Membas - I would have tested again if could have found a better test:thumbup:that is pretty cool when that happens!

TMI cm still wet but now a bit more watery and less err thick so not sure a good sign, as could be prog dropping but boobs still ache. They just hurt pretty often and that is not normal for me. Have had some cramping which could go either way.
Will see what tomorow brings.

Minniegirl - I got preg before with someone that liked twice a day weekdays and 3/4 times on weekend days. Good luck with the future bed-a-thon:thumbup:


----------



## membas#1

MinneGirl said:


> Thanks SO much Membas! I think we are going for it! My hunch is telling me we aren't Bd'ing enough. Also, how long did you lie in bed for each time? Hips raised?
> 
> What vitamins did you take? I'm going to go get DH zinc...just regular zinc? I am making this MY MONTH!!!!!!! :)

Yep, regular zinc 15mg/day. I took evening primrose for 3 months leading up to our first TTC effort--it helped increase my EWCM but did take a few months to really notice the difference there. In our TTC month I took EPO up to O and then stopped (don't take after O).

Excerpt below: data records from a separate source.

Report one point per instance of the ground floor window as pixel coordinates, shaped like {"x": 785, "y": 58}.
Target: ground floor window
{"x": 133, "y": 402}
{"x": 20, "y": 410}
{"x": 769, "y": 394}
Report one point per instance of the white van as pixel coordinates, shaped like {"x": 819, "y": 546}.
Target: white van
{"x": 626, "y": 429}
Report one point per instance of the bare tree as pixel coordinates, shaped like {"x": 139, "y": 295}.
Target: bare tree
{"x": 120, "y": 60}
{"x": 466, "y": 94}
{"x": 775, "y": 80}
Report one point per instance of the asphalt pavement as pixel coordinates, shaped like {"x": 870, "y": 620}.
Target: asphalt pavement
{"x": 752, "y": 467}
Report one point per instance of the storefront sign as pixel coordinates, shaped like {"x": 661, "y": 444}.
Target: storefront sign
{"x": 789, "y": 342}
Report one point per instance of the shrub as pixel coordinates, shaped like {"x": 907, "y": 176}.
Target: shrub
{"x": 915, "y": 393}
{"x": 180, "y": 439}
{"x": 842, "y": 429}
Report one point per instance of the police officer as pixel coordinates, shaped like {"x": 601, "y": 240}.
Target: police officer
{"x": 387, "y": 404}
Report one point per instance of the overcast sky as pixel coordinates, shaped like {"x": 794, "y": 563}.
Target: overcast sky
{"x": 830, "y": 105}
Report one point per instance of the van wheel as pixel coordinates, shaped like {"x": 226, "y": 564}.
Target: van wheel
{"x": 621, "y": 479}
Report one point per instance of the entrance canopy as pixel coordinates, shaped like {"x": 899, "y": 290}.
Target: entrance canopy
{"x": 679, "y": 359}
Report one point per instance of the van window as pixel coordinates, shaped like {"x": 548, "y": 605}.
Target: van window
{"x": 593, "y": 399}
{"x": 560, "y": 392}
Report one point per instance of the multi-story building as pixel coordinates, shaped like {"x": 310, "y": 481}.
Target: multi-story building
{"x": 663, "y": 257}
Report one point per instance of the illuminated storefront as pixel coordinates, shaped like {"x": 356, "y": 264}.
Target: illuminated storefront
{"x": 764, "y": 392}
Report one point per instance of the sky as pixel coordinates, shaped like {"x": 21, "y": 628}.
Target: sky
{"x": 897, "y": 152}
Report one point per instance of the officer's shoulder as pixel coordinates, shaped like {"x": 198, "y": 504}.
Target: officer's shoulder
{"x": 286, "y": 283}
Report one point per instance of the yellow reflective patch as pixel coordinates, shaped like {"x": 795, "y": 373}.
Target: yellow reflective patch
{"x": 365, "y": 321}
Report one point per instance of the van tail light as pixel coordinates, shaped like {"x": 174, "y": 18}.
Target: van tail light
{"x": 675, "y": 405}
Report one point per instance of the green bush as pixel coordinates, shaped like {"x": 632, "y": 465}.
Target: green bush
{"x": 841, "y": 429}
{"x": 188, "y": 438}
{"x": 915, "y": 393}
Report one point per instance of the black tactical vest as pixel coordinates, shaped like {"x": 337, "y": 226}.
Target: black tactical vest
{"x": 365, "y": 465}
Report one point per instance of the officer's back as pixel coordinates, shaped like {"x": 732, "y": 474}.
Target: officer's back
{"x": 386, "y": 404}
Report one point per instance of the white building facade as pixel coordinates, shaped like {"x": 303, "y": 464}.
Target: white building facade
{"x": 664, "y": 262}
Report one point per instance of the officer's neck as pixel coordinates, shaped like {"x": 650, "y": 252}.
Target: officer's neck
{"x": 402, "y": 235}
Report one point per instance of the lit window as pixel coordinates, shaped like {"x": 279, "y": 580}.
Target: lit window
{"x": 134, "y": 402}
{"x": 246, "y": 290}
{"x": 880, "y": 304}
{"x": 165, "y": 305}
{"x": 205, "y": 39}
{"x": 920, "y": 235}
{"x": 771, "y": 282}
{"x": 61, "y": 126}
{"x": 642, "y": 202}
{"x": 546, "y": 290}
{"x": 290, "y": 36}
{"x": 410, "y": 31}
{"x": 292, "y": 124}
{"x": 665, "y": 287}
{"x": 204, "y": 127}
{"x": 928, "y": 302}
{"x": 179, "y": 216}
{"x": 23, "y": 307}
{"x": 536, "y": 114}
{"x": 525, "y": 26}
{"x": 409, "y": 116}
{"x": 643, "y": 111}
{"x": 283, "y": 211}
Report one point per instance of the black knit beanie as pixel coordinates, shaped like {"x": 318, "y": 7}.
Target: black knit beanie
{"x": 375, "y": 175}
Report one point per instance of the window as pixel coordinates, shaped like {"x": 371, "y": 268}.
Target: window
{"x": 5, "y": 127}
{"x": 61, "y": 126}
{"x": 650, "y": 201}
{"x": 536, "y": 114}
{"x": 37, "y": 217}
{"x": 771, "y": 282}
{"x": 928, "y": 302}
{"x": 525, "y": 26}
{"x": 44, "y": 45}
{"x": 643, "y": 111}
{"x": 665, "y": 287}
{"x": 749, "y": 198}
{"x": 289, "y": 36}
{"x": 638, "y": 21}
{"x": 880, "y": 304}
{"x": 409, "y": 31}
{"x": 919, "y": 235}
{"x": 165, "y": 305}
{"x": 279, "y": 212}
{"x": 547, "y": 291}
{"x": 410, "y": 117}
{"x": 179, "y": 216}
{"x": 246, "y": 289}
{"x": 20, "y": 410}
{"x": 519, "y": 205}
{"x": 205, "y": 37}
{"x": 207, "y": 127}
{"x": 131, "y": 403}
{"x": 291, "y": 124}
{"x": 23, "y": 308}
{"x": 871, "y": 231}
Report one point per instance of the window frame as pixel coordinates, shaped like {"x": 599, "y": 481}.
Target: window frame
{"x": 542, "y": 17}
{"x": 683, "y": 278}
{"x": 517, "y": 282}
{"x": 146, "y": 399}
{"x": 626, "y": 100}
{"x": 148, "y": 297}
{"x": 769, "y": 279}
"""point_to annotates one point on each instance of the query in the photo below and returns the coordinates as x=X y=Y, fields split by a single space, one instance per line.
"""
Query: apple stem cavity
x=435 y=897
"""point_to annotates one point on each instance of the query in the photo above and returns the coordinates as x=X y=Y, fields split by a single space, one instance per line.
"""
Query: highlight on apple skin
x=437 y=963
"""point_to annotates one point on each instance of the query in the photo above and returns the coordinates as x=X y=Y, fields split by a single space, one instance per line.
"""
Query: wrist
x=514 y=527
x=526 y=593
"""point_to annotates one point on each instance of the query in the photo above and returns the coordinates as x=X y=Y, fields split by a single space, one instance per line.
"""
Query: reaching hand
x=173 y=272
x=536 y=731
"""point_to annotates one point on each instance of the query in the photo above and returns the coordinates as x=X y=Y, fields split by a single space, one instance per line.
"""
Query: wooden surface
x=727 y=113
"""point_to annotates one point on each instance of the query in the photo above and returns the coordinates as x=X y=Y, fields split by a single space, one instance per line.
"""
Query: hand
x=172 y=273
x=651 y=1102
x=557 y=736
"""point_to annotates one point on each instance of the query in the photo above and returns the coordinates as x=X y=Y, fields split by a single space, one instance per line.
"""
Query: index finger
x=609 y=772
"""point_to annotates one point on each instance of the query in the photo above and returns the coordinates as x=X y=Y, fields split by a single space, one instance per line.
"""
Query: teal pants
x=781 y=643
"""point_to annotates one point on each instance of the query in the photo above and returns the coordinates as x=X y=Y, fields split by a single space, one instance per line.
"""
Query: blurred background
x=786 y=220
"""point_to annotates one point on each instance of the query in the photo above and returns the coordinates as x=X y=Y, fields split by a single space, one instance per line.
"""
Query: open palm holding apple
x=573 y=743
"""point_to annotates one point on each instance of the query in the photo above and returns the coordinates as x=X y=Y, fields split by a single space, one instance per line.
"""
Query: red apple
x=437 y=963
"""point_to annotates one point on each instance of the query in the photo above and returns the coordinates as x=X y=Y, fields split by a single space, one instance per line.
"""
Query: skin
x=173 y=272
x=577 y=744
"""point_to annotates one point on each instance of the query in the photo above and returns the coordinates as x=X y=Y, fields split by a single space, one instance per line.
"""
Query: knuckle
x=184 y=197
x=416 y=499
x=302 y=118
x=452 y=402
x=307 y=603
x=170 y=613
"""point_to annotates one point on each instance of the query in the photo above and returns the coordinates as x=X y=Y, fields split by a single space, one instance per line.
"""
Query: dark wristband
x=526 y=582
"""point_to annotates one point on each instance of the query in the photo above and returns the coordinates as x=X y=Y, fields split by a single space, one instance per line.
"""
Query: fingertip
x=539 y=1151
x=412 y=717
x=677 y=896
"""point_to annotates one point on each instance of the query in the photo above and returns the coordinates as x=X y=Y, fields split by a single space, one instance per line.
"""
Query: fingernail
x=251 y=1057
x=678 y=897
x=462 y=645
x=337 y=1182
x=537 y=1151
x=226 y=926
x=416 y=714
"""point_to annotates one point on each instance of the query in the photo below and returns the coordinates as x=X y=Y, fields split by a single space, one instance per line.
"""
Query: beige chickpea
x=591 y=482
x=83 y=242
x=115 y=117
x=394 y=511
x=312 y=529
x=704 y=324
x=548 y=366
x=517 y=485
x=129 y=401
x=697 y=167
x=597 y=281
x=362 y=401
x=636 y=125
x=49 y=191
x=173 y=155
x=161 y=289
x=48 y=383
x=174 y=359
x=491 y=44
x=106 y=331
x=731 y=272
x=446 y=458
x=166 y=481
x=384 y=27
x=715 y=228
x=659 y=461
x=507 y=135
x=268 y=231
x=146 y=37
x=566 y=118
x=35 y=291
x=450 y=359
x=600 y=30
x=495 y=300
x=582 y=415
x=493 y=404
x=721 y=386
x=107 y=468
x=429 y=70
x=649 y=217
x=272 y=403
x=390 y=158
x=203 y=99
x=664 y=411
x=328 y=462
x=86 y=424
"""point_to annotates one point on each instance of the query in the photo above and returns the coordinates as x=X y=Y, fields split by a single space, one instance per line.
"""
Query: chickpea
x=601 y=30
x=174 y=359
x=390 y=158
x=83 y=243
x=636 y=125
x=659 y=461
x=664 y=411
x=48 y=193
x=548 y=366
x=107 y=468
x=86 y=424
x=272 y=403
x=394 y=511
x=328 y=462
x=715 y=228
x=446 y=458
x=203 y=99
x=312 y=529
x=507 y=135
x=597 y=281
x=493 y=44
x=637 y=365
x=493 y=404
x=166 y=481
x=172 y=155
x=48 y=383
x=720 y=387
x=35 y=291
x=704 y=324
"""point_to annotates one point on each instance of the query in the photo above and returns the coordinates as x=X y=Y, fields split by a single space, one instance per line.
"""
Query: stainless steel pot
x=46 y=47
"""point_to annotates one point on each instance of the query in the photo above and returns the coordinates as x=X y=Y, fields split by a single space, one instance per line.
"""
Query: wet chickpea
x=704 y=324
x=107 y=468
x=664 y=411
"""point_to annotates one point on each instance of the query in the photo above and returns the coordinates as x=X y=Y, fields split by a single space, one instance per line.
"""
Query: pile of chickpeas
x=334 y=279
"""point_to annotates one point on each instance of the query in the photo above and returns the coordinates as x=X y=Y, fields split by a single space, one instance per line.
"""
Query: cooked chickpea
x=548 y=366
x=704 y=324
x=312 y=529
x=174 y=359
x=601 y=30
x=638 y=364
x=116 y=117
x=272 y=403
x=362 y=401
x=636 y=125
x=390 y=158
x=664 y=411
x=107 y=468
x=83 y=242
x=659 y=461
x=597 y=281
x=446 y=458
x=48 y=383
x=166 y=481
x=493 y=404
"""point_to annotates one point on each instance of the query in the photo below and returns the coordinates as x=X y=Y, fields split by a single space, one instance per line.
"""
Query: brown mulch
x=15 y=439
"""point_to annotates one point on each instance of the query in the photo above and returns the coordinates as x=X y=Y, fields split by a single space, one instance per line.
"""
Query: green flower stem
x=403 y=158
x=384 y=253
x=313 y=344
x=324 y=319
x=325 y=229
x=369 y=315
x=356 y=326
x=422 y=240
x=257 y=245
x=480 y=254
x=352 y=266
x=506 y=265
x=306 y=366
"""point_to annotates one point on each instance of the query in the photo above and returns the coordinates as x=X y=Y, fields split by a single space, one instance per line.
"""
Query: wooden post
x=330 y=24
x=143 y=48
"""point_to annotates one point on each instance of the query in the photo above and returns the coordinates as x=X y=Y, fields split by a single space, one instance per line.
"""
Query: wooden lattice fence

I also took multi, FA, drank red raspberry tea (until O) on some days. 

As for lying in bed after :sex: YES. For at least 20 minutes if I could, hips elevated on pillows. I would try for longer if I didn't have to pee :haha: but on average 20-30 min was my limit. SO would get up after :sex: and make me breakfast and what not so I wouldn't get up...it was sweet and probably the only time he really has ever been adamant that I stay in bed! He'd get me water, bring me whatever I wanted. He was more adamant than I was and when one day I didn't want to :sex: he told me we had to, this was our critical time....he said we could take a break after all was said and done. Some days I felt like he was more on board with our 12 hour plan than I was...but it did get old for us both in the end....but I'm glad we kept it up! GL to you!


----------



## membas#1

CedarWood said:


> Hi girlies,
> 
> Could only find other 25 ml tests so decided to wait.
> Membas - I would have tested again if could have found a better test:thumbup:that is pretty cool when that happens!
> 
> TMI cm still wet but now a bit more watery and less err thick so not sure a good sign, as could be prog dropping but boobs still ache. They just hurt pretty often and that is not normal for me. Have had some cramping which could go either way.
> Will see what tomorow brings.
> 
> Minniegirl - I got preg before with someone that liked twice a day weekdays and 3/4 times on weekend days. Good luck with the future bed-a-thon:thumbup:

Don't read too much into the CM--I had completely dry CM when I got my BFP and it was that way for a few weeks after my BFP. I've only just started to regularly see otherwise. :blush:


----------



## MinneGirl

what is FA?


----------



## membas#1

Folic Acid...if you haven't started it, do it :)


----------



## MinneGirl

All I take right now is nature maid prenatal...???


----------



## membas#1

how much folic is in it? i don't take a prenatal, instead a multivitamin, so i have to supplement with FA. my doctor recommended 800 mg FA. so that's what I take. there's a bit of FA in my multi but not much.


----------



## Mrs-C

CedarWood - I hope this is it for you! :dust: :dust: :dust:

No real updates from me. Still no cm to speak of. Another odd cycle for me.
Maybe this won't happen for us :shrug: My body is acting differently every month.


----------



## LaRockera

Mrs-C said:


> Maybe this won't happen for us :shrug: My body is acting differently every month.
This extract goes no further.